Federal capital gains exemption for the sale of your home


The 1997 Budget Bill and Tax Amendments provided substantial capital gain income tax relief to taxpayers who have sold their home.  Just as in the prior rules, the home being sold must be the taxpayer’s principal residence.
However, the 1997 capital gains exclusion is much more generous for most taxpayers.  Under these rules a couple can exclude taxes on up to $500,000 in profit on the sale of their home.  Single taxpayers may exclude up to $250,000 in profit.  The exclusion is no longer limited to older taxpayers. Anyone who owns their home for two of the past five years qualifies for the entire exemption, and if you live in the home for a shorter period, a pro rata amount can still be excluded.  Moreover, there is no limit on the number of times the exclusion can be used as long as the sale is of a residence.

With these rules, however, the former exclusion by rolling over profits into a new home is gone.  This will matter most to long time property owners who have rolled over profits when purchasing bigger and bigger homes.  If the current house sale will result in some tax liability because you have profits in excess of the new maximums, you can no longer avoid the tax by buying another house.

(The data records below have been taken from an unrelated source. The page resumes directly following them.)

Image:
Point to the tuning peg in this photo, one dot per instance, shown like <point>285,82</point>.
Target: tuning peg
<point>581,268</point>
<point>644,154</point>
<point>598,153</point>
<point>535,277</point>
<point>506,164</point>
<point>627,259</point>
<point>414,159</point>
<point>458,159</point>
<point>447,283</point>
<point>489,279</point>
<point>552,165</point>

What exactly is capital gain?  The capital gains tax exclusion is an exclusion of the profit you made on selling your home.  To calculate the profit, you take the "basis" -- that is what you paid for the house originally plus improvements that you paid for that increase the house's value -- and subtract it from the selling price.  The difference is your gain or profit.  If you owned your home for a number of years it is likely that the sale price is more than the combination of purchase price plus improvements.  If the gain is less than the exclusion there is no tax.

As an example, let’s say you are single and your basis in your home is $50,000, a combination of the $20,000 purchase price and $30,000 for improvements over the years.  If you sell the house today for $125,000, you have a capital gain of $75,000.  Since this is less than $250,000 (the exclusion allowed for a single person) you would not pay any capital gains income tax.